On déjeuna gaiement, non pas en face de l’auberge, en mangeant les minces provisions du bissac, mais dans la grande salle dont la cheminée flambait, à une table sur laquelle un poulet rôti répandait un parfum appétissant. M. Moniot voulait offrir cet adieu aux trois frères. Après le repas, il glissa trois écus de cinq francs dans la main de Robert.

–Ceci est bien à toi, lui dit-il; je ne suis pas très-riche, mais on aide volontiers à un brave enfant... Nous allons nous séparer ici... Embrasse-moi, retiens mon nom et mon adresse, et ne manque pas de me donner de tes nouvelles; car enfin, si l’homme à la ceinture de cuir ne se retrouvait pas...
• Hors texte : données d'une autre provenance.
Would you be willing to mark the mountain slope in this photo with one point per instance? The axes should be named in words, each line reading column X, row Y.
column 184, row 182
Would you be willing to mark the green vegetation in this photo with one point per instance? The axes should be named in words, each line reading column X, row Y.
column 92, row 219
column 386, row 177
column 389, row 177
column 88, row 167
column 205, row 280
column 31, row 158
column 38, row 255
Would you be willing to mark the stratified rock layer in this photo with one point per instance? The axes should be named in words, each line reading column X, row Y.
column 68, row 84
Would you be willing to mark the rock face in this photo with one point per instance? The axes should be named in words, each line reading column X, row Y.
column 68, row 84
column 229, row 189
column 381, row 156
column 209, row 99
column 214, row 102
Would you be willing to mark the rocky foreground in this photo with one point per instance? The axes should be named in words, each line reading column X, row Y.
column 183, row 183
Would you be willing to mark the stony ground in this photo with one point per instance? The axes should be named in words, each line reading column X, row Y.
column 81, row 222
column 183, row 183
Le maire embrassa les fils de Jeanne, et les recommanda du fond du cœur à cette mère universelle qui s’appelle la Providence. Elle veilla sans se lasser sur les trois petits exilés du village.

Non-seulement il ne leur arriva rien de fâcheux pendant leur long voyage, mais il semblait que tout le monde s’intéressait à leur situation, à leur infortune.

Grâce aux quinze francs de M. Moniot, ils purent coucher plus d’une fois dans l’écurie d’une auberge, et manger une plantureuse écuellée de soupe. Souvent, pour une faible somme, on les laissait monter dans une voiture allant d’une petite ville à une autre. Ils pesaient si peu! ils avaient l’air si honnêtes!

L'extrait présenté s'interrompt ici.